In punto di sicurezza, osserva la Corte: il vaccino, come tutti i farmaci, non può essere considerato del tutto esente da rischi. Da un punto di vista strettamente giuridico, tuttavia, in fase emergenziale, di fronte al bisogno pressante, drammatico, indifferibile di tutelare la salute pubblica contro il dilagare del contagio, il principio di precauzione opera in modo inverso rispetto all'ordinario e, per così dire, controintuitivo, perché richiede al decisore pubblico di consentire o, addirittura, imporre l'utilizzo di terapie che, pur sulla base di dati non completi, assicurino più benefici che rischi.
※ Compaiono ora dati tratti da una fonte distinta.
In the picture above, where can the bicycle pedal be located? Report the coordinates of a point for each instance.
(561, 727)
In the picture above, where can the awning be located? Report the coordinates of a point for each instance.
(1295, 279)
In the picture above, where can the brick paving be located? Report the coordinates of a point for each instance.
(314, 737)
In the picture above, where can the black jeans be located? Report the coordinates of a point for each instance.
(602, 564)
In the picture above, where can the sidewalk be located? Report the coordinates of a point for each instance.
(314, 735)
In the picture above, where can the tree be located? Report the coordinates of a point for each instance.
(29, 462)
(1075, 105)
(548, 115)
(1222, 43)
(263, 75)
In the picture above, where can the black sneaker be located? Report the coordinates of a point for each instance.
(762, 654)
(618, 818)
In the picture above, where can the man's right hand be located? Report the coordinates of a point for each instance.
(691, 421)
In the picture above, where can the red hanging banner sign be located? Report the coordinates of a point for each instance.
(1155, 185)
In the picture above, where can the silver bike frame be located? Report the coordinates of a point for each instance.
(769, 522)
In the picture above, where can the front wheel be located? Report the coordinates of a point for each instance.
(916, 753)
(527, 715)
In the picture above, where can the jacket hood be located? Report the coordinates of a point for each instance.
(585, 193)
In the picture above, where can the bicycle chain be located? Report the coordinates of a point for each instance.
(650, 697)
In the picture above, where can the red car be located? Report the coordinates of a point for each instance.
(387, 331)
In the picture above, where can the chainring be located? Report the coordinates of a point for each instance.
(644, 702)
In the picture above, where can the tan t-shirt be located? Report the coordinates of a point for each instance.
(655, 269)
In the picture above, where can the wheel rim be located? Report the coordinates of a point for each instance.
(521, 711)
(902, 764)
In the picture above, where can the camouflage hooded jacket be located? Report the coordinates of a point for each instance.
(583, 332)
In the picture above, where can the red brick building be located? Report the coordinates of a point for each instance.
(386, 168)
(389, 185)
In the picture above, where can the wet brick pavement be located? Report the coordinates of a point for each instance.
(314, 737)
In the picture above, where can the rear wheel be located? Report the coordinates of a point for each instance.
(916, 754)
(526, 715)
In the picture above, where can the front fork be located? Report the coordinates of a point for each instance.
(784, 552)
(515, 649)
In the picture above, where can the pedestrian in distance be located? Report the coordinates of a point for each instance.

E in un ordinamento democratico la legge non è mai diritto dei meno vulnerabili o degli invulnerabili, ma tutela dei più vulnerabili, dovendosi rammentare che la solidarietà è «la base della convivenza sociale normativamente prefigurata dalla Costituzione» (Corte cost., 28 febbraio 1992, n. 75).

E dunque anche il margine di incertezza dovuto al cosiddetto ignoto irriducibile che la legge deve fronteggiare in un'emergenza pandemica, non può giustificare, né sul piano scientifico né sul piano giuridico, il fenomeno della esitazione vaccinale.

Nel bilanciamento tra i due valori, quello dell'autodeterminazione individuale e quello della tutela della salute pubblica, compiuto dal legislatore con la previsione dell'obbligo vaccinale nei confronti del solo personale sanitario, non vi è dunque legittimo spazio né diritto di cittadinanza in questa fase di emergenza contro il virus Sars-CoV-2 per la c.d. esitazione vaccinale.

E ancora: l'obbligatorietà della vaccinazione è una questione più generale che investe lo stesso rapporto tra la scienza e il diritto e ancora più al fondo il rapporto tra la conoscenza – e, dunque, l'informazione e il suo contrario, la disinformazione – e la democrazia.

Del resto, conclude la deicisione, in un ordinamento democratico, come ha rilevato anche di recente la Corte costituzionale nella sentenza n. 5 del 18 gennaio 2018 sulle vaccinazioni obbligatorie (re)introdotte dal Dl n. 73 del 2017, rientra nella discrezionalità del legislatore prevedere la raccomandazione dei vaccini o l'obbligatorietà di questi e la scelta tra la tecnica della persuasione e, invece, quella dell'obbligo dipende dal grado di efficacia persuasiva con il quale il legislatore, sulla base delle acquisizioni scientifiche più avanzate ed attendibili, riesce a sensibilizzare i cittadini in ordine alla necessità di vaccinarsi per il bene proprio e, insieme, dell'intera società.